Just about all complex systems developed from four relatively simple antecedents.
Spacetime is curved.
Particles with an electric charge interact with each other through electromagnetic fields.
Quarks are confined into hadrons through the strong force.
Radioactive decay occurs through the weak force.
The entire universe is pretty much procedurally developed from those four mechanisms.
No, it's really not that simple at all.
First and most blindingly obviously, the four fundamental forces themselves would do nothing without having
matter to act upon: Physicists currently recognize no fewer than
17 elementary particles; 6 types quarks known as up, down, top, bottom, strange and charm (up and down quarks combining in triplets to form protons and neutrons), 6 types of leptons including 'familiar' electrons and exotic neutrinos, and 5 bosons one of which is a 'force carrier' for electromagnetism, one for the strong force,
two for the weak force, and one which allows other elementary particles to
have mass but is not an explanation or force carrier for gravity. Those 17 elementary particles can be distinguished or characterized by properties such as their mass, spin, electrical charge and 'colour' charge; additionally each of the 12 fermions (quarks and leptons) has a corresponding antimatter anti-particle.
- "Some physicists consider it to be ad hoc and inelegant, requiring 19 numerical constants whose values are unrelated and arbitrary.[65] Although the Standard Model, as it now stands, can explain why neutrinos have masses, the specifics of neutrino mass are still unclear. It is believed that explaining neutrino mass will require an additional 7 or 8 constants, which are also arbitrary parameters.[66]"
Of course the biggest limitation of the standard model of particle physics is that it doesn't account for the fourth fundamental force at all. You've imprecisely suggested that the spacetime of our universe is curved - as far as we can tell it's actually flat, as if even that were a simple concept! - but the force of gravity refers more specifically to the 'local' curvature of spacetime by objects with mass as described by the general theory of relativity. We haven't yet worked out how (or if) relativity and particle/quantum mechanics can be reconciled.

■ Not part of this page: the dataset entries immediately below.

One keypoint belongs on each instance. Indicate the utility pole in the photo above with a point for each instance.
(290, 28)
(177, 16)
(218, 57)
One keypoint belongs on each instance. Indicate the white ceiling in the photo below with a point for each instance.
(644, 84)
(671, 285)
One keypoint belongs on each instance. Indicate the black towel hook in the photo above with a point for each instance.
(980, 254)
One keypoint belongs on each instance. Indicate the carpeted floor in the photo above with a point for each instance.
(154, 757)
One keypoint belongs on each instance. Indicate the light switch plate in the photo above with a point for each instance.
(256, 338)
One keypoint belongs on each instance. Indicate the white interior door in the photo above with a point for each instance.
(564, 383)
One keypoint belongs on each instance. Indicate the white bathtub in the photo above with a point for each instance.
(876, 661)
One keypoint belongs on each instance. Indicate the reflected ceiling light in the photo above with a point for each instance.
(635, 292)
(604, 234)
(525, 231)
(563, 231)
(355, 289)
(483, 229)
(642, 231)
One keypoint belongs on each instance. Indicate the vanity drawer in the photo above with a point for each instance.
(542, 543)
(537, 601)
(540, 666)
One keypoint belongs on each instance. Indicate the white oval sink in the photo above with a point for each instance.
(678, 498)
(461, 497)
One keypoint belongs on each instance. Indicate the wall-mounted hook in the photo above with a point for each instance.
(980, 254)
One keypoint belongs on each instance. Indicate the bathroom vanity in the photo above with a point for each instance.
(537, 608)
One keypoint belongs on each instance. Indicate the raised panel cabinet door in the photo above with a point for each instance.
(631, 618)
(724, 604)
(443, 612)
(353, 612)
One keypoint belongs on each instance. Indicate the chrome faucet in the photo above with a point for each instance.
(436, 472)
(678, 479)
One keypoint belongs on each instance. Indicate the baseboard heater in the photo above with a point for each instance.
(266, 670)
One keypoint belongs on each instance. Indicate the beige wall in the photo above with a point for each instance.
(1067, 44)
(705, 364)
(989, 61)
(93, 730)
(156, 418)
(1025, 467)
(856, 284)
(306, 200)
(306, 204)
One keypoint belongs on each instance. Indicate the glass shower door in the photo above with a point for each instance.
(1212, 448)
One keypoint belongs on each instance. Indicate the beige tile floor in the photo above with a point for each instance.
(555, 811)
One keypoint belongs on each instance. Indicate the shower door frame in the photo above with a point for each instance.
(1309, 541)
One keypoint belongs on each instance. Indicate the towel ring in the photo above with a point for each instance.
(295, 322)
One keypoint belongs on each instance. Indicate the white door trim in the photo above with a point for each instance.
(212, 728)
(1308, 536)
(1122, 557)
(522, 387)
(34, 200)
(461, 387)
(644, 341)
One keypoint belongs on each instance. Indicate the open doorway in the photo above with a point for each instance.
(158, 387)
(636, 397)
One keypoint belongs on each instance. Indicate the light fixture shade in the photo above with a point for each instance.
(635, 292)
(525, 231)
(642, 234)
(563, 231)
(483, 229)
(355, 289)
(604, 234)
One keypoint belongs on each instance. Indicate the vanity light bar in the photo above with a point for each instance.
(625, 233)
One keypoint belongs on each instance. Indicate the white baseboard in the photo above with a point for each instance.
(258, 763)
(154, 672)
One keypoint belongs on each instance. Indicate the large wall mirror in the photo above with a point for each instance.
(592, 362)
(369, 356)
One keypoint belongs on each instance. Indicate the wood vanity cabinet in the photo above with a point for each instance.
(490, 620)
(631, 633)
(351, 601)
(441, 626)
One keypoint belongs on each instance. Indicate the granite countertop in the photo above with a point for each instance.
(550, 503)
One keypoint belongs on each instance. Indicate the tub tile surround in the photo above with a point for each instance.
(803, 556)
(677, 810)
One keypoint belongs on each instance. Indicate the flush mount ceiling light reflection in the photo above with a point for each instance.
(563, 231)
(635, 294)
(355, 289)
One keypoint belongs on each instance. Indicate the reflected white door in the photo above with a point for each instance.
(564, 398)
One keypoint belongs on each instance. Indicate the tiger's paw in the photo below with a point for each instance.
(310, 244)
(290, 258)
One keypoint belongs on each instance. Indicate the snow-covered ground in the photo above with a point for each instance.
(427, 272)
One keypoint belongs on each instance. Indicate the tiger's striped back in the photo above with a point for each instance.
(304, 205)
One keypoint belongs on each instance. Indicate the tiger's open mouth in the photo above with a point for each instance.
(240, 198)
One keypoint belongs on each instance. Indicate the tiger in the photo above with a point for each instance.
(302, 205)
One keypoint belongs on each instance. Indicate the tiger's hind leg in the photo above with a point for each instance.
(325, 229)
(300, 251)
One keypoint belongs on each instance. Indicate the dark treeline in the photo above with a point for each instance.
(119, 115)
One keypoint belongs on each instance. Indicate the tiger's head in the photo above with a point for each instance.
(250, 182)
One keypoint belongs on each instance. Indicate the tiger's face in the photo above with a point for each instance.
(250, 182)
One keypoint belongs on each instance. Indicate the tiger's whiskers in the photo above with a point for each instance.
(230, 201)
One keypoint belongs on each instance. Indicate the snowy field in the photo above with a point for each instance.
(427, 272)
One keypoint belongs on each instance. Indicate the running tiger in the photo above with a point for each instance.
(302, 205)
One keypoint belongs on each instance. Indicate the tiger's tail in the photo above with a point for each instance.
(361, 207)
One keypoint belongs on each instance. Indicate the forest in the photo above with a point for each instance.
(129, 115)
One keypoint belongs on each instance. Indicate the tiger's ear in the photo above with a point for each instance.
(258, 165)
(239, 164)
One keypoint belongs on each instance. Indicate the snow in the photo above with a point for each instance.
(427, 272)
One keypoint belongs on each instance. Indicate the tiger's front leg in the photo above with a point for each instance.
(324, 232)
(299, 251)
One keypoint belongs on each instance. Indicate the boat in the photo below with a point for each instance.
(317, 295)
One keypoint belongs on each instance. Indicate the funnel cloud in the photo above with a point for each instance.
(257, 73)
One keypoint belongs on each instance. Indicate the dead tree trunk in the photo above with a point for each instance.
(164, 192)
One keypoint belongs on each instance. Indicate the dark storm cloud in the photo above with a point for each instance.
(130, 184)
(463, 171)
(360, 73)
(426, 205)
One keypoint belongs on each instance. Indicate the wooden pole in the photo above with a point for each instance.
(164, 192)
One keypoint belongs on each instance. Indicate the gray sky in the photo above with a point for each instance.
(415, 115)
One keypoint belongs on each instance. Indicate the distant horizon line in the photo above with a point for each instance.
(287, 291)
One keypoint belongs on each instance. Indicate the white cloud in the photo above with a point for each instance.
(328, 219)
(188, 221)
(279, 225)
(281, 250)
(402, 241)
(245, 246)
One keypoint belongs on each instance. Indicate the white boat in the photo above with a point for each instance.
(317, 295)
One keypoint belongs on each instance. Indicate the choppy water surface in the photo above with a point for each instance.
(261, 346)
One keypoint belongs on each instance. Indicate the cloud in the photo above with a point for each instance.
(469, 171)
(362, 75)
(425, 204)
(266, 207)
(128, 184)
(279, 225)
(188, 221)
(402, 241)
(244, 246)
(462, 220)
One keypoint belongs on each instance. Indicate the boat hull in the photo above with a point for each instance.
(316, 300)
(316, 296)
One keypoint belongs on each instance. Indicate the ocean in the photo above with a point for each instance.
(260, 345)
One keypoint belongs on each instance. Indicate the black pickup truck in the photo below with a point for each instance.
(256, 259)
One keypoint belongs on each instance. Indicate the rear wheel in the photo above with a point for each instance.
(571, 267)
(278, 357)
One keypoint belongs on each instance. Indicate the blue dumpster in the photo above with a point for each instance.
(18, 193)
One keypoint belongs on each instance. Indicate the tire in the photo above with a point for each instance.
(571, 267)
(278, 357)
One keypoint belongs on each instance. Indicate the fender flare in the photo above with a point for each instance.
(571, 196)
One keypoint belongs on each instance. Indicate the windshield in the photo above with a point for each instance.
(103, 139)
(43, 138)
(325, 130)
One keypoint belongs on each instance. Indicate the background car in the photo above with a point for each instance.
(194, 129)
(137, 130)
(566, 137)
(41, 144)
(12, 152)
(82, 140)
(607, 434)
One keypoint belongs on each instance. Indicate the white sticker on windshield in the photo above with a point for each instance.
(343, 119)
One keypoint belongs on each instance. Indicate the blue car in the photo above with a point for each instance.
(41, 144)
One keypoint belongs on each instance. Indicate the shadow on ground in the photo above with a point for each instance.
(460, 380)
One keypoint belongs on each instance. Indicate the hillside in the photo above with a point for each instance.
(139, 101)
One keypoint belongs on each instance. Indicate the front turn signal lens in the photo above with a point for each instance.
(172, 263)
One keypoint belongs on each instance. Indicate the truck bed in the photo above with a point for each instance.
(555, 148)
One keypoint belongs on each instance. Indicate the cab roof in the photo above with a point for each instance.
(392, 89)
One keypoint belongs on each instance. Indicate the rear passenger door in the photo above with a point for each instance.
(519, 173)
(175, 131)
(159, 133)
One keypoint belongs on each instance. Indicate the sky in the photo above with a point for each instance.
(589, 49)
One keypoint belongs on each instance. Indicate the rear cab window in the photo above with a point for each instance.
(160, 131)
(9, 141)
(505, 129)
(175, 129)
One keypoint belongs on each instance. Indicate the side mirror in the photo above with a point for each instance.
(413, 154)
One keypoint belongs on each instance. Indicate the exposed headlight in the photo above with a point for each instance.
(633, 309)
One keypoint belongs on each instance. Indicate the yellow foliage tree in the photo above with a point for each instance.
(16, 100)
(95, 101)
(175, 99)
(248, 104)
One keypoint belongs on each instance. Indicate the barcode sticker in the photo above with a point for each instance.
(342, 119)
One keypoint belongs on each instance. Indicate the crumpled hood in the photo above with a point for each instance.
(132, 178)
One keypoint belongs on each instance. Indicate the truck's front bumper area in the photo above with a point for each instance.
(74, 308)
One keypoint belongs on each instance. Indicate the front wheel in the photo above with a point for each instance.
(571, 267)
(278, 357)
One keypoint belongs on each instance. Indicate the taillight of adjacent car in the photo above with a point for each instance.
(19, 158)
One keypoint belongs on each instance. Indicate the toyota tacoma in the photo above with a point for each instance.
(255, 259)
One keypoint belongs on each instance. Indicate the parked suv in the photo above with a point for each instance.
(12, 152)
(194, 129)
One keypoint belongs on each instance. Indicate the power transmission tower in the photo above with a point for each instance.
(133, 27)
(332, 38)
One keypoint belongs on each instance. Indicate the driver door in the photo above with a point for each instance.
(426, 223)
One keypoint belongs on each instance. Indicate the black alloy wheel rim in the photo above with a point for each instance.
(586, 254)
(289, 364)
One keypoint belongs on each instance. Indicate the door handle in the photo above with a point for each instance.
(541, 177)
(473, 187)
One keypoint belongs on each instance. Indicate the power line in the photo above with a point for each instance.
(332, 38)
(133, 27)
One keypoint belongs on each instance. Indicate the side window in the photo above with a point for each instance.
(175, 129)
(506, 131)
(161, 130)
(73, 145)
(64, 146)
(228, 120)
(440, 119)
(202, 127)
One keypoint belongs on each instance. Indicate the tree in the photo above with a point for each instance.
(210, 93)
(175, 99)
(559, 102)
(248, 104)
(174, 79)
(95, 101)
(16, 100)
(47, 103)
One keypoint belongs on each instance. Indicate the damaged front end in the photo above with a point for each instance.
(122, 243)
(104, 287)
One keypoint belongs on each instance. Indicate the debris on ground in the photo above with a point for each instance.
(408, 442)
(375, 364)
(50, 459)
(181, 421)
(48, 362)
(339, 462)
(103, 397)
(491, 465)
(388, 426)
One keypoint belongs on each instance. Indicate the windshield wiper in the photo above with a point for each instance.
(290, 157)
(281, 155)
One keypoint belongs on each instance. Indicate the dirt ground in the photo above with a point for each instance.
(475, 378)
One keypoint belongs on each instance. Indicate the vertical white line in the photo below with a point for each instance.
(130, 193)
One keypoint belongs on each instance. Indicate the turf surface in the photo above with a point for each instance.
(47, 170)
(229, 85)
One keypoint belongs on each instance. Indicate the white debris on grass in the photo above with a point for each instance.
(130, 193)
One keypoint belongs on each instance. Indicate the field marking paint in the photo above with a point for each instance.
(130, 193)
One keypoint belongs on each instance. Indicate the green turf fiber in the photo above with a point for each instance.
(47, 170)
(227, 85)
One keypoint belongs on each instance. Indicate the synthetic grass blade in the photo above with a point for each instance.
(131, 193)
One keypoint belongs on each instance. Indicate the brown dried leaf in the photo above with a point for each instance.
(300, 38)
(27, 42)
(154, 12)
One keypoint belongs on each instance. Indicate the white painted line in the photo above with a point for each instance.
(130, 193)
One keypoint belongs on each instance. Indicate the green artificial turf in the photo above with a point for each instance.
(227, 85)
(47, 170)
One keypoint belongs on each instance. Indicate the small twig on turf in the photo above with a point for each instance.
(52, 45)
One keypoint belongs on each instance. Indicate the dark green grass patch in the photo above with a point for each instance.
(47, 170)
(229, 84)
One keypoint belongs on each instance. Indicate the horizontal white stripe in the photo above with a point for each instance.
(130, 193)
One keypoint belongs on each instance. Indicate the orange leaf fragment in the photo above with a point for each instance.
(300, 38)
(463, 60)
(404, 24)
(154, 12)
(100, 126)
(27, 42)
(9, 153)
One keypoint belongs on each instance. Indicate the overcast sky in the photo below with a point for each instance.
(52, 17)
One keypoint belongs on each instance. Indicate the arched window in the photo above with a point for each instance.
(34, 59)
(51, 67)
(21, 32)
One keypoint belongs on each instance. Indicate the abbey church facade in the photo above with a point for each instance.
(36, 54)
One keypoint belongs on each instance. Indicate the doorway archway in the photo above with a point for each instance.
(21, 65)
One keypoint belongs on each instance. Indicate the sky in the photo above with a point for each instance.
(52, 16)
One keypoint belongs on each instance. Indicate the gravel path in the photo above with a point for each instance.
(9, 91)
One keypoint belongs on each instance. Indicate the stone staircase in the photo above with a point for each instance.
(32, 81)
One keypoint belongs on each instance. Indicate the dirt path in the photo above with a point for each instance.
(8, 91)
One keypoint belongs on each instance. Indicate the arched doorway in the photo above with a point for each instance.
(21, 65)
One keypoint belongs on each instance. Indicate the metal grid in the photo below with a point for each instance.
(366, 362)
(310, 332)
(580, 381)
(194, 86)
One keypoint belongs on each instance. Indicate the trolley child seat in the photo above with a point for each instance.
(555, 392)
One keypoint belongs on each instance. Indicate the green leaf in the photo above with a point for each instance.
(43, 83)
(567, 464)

Secondly, as if all of that were not... um... "simple" enough so far, that all pretty much
accounts for only about 5% of the estimated mass-energy of the observable universe! "In the standard
Lambda-CDM model of cosmology, the mass–energy content of the universe is 5% ordinary matter, 26.8% dark matter, and 68.2% a form of energy known as dark energy.[7][8][9][10]" Those 17 elementary particles with all their numerical constants covered by the standard model of particle physics do not describe or account for the far larger calculated mass of 'dark matter'; and for all its own weirdness and mathematical complexity general relativity does not inherently account for the even greater mass-energy of 'dark energy' (although from what I gather a 'cosmological constant' candidate for dark energy can be independently
incorporated into general relativity).
Thirdly, while all of the above outlines our most fundamental understanding and parameterization of the current observable universe, there's still at least two aspects of its
development which they don't cover or explain: The widely-hypothesized period of
cosmic inflation during which the early universe expanded faster than the speed of light, a mind-boggling concept but widely regarded as necessary to explain the structure of our observable universe, and of course the
big bang itself.
I feel as though you're intelligent and well-read enough to have known that what you were posting above was misleading and disingenuous, at best.